Internet: quali diritti? Quali doveri?

Apre i battenti la Commissione di studio per i diritti e doveri relativi a Internet: entro metà ottobre le prime risultanze da presentare all'Europa.
Apre i battenti la Commissione di studio per i diritti e doveri relativi a Internet: entro metà ottobre le prime risultanze da presentare all'Europa.

28 luglio 2014: è questa la data con cui prende il via ufficiale la Commissione di studio per i diritti e doveri relativi a Internet. Una data a modo suo storica, comunque terminerà l’esperimento. Perché a proporla è Laura Boldrini, già promotrice di iniziative molto discusse in questo ambito; perché il tema è delicato, soprattutto se messo nelle mani di una commissione parlamentare; perché il passato e il contesto insegnano che raramente si è agito con reale consapevolezza in termini di azione e comprensione del Web.

Un’occasione in ogni caso importante, perché sarà una nuova opportunità per capire se il rapporto tra la politica e il Web possa andare oltre quel “rumore dei nemici” di cui Webnews racconta ormai da troppi anni. La presentazione offerta da Laura Boldrini, Presidente della Camera, è tutta all’insegna dell’apertura, della disponibilità e dell’approccio costruttivo al problema: capire, capire davvero, deve essere una responsabilità in capo al Parlamento ed è pertanto quest’ultimo il luogo da cui il dibattito deve ripartire:

Internet ci deve stare a cuore perché può davvero dare nuovo impulso alla partecipazione democratica sempre più in crisi in molti paesi. Sono convinta che anche grazie agli strumenti offerti dalla rete, il Parlamento possa trovare opportunità per rilanciare la sua funzione. Ciò richiama tutti ad una precisa responsabilità: fornire un contributo fattivo per giungere finalmente all’adozione di una Carta dei diritti. E’ per questo che oggi siamo qui.

In altri termini, il Parlamento non può rimanere a guardare di fronte a questi cambiamenti epocali. Le molteplici questioni connesse all’accesso e all’utilizzazione di Internet travalicano, per la stessa natura della rete, le dimensioni nazionali e richiedono un coordinamento per un impegno a livello sovranazionale. Quindi, la nostra iniziativa deve necessariamente avere una prospettiva che vada oltre i confini nazionali.
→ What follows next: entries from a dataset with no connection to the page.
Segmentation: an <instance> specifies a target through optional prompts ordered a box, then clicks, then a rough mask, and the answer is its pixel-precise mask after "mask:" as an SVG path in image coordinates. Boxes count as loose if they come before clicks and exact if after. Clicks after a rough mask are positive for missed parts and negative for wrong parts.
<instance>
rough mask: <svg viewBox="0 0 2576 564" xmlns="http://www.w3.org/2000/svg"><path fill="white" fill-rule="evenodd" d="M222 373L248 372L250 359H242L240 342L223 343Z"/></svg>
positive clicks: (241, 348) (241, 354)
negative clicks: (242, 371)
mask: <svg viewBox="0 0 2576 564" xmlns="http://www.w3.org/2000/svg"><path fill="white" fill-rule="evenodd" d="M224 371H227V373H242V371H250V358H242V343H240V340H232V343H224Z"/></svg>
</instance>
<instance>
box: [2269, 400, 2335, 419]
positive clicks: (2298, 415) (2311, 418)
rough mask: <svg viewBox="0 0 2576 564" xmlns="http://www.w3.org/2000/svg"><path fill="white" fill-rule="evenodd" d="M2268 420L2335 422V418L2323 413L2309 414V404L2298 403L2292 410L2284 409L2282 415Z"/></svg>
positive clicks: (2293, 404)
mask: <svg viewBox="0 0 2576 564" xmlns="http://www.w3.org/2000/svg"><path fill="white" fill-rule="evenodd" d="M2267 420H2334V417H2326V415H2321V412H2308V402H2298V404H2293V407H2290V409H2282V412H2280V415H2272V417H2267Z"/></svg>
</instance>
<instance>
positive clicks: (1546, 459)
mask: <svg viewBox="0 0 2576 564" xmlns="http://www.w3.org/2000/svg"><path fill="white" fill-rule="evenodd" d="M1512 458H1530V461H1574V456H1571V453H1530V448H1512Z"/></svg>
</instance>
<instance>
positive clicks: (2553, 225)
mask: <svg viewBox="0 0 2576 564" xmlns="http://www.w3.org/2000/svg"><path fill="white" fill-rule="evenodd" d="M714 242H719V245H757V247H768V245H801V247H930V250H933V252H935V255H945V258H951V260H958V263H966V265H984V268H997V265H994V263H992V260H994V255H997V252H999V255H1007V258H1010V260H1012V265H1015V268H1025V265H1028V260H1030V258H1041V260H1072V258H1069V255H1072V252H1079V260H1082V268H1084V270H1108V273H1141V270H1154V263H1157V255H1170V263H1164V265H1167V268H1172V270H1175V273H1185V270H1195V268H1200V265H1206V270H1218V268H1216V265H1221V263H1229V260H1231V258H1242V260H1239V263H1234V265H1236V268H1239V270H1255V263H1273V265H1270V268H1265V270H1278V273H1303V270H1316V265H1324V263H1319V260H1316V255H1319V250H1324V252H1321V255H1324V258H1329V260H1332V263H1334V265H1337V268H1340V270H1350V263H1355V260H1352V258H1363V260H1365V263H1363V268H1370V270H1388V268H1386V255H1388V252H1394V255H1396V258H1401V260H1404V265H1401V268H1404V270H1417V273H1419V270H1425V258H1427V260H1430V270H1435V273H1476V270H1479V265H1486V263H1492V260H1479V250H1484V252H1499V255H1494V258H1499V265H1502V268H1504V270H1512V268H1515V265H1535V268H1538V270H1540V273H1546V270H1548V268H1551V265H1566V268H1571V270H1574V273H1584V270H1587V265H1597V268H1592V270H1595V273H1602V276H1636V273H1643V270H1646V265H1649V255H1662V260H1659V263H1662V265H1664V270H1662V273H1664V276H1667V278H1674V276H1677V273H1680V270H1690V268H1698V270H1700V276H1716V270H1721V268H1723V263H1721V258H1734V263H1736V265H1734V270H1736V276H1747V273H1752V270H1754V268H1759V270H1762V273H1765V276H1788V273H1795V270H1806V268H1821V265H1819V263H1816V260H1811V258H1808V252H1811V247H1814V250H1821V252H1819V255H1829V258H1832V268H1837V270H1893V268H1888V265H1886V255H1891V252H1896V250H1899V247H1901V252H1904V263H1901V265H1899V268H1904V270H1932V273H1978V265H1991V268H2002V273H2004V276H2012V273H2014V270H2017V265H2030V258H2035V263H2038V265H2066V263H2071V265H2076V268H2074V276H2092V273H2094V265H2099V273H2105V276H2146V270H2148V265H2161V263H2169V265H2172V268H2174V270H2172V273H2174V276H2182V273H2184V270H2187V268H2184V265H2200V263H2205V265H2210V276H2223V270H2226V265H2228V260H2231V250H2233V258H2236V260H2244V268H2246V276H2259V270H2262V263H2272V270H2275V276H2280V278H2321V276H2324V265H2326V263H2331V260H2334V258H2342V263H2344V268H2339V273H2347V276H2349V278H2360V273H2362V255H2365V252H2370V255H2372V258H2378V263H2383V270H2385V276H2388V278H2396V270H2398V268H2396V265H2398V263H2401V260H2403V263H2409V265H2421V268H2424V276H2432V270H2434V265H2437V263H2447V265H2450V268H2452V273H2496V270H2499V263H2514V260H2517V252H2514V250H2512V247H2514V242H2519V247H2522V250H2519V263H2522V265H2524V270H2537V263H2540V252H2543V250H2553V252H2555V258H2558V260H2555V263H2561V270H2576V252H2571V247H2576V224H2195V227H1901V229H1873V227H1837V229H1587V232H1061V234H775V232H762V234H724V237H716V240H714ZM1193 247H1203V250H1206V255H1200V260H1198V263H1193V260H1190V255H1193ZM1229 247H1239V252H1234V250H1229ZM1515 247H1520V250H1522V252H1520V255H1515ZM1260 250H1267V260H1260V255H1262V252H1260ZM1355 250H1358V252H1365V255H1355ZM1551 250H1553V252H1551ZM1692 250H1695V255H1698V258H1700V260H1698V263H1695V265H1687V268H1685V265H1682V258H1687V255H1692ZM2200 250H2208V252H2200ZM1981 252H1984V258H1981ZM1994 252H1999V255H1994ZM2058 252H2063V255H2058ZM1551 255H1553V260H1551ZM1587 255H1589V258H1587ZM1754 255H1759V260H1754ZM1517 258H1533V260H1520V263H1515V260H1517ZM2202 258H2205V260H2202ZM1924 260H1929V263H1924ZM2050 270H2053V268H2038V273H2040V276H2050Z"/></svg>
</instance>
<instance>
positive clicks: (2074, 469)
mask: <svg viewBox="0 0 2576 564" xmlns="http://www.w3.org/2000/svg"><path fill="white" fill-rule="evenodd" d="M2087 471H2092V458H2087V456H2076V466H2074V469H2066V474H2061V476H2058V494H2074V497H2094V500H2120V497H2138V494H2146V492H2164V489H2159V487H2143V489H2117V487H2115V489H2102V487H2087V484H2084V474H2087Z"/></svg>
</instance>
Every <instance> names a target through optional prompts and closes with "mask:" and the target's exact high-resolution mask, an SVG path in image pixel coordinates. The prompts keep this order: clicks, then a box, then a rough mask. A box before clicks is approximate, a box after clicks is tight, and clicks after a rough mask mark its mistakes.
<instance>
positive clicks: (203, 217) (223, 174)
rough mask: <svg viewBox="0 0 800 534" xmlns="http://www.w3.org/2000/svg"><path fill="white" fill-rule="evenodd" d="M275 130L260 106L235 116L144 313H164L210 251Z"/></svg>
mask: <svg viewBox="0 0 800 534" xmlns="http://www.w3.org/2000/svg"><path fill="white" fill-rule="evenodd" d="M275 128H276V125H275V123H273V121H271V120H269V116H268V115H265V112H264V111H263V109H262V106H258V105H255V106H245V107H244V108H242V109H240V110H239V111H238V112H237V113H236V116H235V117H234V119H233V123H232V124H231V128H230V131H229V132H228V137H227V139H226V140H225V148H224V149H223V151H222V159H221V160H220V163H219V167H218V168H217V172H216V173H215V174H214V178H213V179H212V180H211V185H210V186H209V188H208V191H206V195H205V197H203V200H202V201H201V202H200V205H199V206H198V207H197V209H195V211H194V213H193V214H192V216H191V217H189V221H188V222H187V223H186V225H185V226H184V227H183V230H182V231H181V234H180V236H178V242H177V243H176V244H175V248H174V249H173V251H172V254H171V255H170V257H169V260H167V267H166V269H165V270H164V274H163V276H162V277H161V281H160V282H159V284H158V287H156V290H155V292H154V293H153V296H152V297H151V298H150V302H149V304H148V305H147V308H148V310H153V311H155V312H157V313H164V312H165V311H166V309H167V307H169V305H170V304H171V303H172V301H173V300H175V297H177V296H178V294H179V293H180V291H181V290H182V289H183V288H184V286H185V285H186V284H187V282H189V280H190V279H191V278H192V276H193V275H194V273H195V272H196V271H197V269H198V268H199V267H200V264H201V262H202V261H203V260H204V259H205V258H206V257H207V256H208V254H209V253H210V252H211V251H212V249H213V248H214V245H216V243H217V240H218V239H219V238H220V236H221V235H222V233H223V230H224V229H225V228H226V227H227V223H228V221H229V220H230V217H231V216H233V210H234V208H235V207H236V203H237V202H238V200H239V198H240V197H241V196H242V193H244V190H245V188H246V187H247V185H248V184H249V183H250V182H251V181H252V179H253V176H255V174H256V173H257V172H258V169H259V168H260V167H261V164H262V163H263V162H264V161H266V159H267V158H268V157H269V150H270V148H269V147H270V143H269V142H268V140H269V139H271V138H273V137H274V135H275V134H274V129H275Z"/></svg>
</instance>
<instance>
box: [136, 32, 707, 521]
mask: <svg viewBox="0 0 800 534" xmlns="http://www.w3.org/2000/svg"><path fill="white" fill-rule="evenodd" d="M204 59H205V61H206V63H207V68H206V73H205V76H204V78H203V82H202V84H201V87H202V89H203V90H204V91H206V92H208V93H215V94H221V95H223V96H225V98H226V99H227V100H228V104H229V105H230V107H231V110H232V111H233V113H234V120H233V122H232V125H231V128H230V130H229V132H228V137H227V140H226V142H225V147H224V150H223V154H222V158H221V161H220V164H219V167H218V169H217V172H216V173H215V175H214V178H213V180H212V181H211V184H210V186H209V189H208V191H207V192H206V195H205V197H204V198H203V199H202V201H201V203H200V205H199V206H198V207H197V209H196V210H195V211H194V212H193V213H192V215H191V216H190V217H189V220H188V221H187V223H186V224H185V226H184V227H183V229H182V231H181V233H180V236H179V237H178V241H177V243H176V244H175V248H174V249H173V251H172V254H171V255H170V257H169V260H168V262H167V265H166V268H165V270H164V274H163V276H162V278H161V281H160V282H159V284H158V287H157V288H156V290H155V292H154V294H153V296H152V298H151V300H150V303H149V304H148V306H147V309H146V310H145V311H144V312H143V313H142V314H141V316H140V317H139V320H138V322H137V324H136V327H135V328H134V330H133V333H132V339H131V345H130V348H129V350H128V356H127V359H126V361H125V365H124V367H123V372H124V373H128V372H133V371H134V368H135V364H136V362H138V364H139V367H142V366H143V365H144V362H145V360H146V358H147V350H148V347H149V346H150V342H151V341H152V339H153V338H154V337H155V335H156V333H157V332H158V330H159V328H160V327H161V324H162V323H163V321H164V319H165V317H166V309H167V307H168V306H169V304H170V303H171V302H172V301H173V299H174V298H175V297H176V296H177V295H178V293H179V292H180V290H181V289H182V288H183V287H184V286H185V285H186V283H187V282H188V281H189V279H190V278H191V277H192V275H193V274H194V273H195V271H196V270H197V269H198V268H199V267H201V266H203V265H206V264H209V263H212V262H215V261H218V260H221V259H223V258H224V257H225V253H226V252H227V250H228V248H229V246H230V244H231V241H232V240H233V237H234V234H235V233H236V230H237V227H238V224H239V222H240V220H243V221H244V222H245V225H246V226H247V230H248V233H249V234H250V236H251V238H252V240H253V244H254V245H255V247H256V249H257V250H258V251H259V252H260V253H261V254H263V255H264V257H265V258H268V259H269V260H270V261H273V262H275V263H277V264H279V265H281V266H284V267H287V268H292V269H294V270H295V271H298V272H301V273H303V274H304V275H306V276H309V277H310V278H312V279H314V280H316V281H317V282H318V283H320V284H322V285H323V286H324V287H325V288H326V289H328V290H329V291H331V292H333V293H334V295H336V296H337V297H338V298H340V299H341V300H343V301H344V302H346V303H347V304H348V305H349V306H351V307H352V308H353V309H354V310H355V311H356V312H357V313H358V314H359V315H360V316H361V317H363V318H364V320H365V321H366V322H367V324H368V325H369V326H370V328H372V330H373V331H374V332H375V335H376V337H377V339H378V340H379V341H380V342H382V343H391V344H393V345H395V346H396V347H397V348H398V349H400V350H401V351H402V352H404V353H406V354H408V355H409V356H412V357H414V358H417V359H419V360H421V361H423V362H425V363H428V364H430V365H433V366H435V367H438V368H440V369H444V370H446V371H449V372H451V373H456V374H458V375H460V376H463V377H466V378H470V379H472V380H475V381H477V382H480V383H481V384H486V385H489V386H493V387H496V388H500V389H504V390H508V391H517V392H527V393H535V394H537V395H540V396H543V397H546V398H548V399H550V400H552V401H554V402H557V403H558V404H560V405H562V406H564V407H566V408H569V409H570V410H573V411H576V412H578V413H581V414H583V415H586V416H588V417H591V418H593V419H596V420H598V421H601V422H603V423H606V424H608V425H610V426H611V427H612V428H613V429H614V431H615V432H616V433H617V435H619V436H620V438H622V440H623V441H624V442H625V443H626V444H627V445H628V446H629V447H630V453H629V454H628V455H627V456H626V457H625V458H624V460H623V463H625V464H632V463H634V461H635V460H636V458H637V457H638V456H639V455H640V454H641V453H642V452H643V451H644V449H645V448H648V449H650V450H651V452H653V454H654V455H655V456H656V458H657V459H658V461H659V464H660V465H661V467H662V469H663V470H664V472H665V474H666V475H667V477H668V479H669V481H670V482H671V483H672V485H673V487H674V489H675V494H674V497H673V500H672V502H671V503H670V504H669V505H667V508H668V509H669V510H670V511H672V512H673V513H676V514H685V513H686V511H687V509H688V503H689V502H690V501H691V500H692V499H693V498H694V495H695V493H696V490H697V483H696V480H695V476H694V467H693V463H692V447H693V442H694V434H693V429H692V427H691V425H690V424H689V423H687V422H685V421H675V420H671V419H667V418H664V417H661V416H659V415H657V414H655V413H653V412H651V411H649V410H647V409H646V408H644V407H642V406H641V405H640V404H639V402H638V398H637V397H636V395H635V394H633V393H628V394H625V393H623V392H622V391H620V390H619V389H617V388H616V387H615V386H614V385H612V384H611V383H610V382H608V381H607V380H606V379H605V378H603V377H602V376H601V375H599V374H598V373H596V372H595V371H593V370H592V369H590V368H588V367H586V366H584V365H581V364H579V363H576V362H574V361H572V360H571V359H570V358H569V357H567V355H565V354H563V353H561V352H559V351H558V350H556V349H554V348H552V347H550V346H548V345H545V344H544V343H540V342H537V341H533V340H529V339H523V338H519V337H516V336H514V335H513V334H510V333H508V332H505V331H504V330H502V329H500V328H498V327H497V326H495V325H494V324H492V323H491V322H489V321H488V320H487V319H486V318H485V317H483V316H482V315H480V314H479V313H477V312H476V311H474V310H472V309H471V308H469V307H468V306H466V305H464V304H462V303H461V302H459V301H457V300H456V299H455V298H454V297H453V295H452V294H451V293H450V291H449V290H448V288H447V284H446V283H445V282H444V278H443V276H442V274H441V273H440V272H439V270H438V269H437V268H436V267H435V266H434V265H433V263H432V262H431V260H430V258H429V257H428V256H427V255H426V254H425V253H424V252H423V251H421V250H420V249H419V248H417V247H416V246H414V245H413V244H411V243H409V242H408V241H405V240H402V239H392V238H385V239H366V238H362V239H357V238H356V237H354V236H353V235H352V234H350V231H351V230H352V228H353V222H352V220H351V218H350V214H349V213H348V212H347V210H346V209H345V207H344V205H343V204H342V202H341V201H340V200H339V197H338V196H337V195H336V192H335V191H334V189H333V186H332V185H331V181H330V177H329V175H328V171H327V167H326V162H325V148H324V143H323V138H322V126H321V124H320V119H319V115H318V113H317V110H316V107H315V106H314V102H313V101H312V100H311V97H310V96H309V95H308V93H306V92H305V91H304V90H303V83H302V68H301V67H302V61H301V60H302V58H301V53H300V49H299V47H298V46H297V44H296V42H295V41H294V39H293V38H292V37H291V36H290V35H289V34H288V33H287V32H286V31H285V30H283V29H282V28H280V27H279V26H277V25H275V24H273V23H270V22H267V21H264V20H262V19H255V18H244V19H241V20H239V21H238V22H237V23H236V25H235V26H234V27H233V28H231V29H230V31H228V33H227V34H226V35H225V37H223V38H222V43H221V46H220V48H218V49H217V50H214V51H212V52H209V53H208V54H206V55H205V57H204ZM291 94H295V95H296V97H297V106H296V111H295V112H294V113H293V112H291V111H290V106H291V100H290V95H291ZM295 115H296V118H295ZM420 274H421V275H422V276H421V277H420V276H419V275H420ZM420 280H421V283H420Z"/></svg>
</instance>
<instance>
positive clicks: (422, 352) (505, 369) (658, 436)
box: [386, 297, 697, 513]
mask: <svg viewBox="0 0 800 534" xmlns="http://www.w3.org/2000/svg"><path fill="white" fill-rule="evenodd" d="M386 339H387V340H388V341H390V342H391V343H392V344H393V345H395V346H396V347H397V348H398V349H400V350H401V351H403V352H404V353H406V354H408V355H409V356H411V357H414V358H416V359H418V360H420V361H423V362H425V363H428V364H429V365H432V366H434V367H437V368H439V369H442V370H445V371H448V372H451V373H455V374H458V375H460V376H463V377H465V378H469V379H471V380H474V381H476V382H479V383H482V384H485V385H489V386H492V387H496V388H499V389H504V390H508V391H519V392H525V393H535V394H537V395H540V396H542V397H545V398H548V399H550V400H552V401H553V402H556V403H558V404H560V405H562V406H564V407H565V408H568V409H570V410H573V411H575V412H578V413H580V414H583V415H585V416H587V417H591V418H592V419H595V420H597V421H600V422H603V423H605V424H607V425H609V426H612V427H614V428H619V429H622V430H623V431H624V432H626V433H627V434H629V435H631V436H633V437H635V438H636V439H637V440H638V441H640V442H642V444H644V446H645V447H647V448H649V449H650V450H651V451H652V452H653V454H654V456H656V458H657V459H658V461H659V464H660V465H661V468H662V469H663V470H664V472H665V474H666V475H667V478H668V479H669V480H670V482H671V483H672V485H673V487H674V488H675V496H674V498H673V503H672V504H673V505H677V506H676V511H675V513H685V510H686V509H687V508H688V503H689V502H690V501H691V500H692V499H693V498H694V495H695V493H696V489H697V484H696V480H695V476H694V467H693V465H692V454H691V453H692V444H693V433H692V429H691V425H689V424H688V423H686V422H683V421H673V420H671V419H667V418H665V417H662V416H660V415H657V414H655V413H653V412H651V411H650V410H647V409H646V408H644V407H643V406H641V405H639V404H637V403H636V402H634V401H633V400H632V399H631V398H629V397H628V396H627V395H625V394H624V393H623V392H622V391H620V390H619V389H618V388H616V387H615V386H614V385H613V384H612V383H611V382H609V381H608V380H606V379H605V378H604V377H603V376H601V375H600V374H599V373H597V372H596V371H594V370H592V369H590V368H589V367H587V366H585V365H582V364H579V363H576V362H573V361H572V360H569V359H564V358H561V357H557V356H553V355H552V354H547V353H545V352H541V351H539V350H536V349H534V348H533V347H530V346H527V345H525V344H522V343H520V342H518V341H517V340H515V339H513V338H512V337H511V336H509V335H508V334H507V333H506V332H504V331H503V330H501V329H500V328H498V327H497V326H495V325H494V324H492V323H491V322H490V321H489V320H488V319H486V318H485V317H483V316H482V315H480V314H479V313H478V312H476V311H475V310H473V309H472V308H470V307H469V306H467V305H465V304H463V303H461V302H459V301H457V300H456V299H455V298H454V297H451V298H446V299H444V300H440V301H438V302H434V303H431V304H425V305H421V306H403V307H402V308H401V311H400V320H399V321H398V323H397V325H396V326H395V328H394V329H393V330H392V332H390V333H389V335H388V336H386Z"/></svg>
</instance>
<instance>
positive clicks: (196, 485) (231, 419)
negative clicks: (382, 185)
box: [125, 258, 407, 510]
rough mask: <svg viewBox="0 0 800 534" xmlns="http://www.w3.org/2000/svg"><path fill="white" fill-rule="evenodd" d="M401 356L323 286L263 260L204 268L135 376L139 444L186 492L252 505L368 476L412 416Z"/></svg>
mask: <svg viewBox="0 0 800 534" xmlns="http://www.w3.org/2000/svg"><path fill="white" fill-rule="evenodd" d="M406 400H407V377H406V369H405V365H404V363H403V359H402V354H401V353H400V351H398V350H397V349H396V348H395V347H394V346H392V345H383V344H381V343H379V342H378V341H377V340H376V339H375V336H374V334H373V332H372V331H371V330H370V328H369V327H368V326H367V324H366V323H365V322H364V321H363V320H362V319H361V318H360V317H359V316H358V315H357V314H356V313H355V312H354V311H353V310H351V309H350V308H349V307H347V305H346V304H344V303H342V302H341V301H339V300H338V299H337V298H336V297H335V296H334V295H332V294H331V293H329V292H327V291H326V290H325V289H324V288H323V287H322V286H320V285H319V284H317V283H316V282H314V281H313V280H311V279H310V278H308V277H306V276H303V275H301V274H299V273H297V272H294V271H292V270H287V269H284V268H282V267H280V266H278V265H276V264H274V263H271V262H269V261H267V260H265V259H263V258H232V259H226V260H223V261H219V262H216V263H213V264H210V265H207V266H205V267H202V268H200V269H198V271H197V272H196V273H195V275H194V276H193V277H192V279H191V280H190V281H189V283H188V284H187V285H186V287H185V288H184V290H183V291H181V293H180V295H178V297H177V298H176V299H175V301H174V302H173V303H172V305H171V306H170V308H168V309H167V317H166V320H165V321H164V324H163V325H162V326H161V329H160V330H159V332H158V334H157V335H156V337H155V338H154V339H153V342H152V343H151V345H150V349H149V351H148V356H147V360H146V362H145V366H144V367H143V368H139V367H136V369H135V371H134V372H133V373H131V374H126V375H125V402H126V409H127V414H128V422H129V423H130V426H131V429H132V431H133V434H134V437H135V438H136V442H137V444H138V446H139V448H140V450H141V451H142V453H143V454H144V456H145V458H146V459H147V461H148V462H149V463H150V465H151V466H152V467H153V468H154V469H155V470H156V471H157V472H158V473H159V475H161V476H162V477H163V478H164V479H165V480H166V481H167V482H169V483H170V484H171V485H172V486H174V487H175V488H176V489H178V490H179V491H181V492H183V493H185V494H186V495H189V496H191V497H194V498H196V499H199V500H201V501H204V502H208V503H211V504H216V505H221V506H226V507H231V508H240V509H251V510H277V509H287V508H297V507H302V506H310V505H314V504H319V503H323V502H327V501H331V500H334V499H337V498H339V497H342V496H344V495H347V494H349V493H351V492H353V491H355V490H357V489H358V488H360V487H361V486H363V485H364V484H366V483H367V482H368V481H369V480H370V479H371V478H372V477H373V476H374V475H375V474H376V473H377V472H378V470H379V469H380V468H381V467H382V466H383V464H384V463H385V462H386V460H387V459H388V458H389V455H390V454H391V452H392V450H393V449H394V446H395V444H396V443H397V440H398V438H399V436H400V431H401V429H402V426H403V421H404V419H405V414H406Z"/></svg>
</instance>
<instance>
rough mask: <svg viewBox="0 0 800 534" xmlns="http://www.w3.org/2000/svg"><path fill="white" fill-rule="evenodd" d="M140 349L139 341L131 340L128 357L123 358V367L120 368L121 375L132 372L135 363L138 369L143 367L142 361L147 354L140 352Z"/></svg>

13-14 ottobre: in queste date i risultati della Commissione saranno sottoposti all’attenzione dei partecipanti alla riunione dei Parlamenti dei Paesi membri dell’Unione Europea e del Parlamento Europeo sui diritti fondamentali che si terrà presso la Camera. In parallelo, una consultazione pubblica avrà il compito di recepire le osservazioni “dal basso”, stimolando la partecipazione.

«Un Comitato ristretto, coordinato da Stefano Rodotà, produrrà una bozza da sottoporre alla Commissione entro fine settembre»: individuare i problemi prima di portare avanti il dibattito, insomma.

Qualche dubbio è lecito

La Commissione non lavorerà su un terreno fertile, anzi. Il contesto è inquinato da polemiche estremamente aspre su ogni fronte. Dalla pirateria all’equo compenso, passando per modelli simil-Uber e i problemi dell’editoria o la Webtax: tutto spinge in direzione contraria ad una serena discussione. Ma non solo.

Il dibattito mette nelle mani di Rodotà la scelta delle prime tematiche da affrontare, sulle quali la Commissione inizierà a lavorare soltanto dal mese di settembre. Entro metà ottobre si sarà messo nero su bianco un documento che rappresenterà l’Italia durante il semestre europeo di presidenza, passando per una non meglio precisata analisi “dal basso” nella forma di una consultazione pubblica.

E se la procedura non è chiara, nemmeno la materia prima lo è: chi siede al tavolo della discussione e sulla base di quali criteri (non tanto meritocratici, quanto almeno in termini di varietà e rappresentanza) è stato scelto? Per il momento si sa che si tratta di «23 membri fra deputati, esperti del settore, rappresentanti delle imprese, delle associazioni e della società civile». A loro un compito e una responsabilità gravosi: capire e relazionare qualcosa che fino ad oggi è sfuggito di mano per troppo tempo, fino a rendere il problema cronico, subdolo e, peggio ancora, ideologico.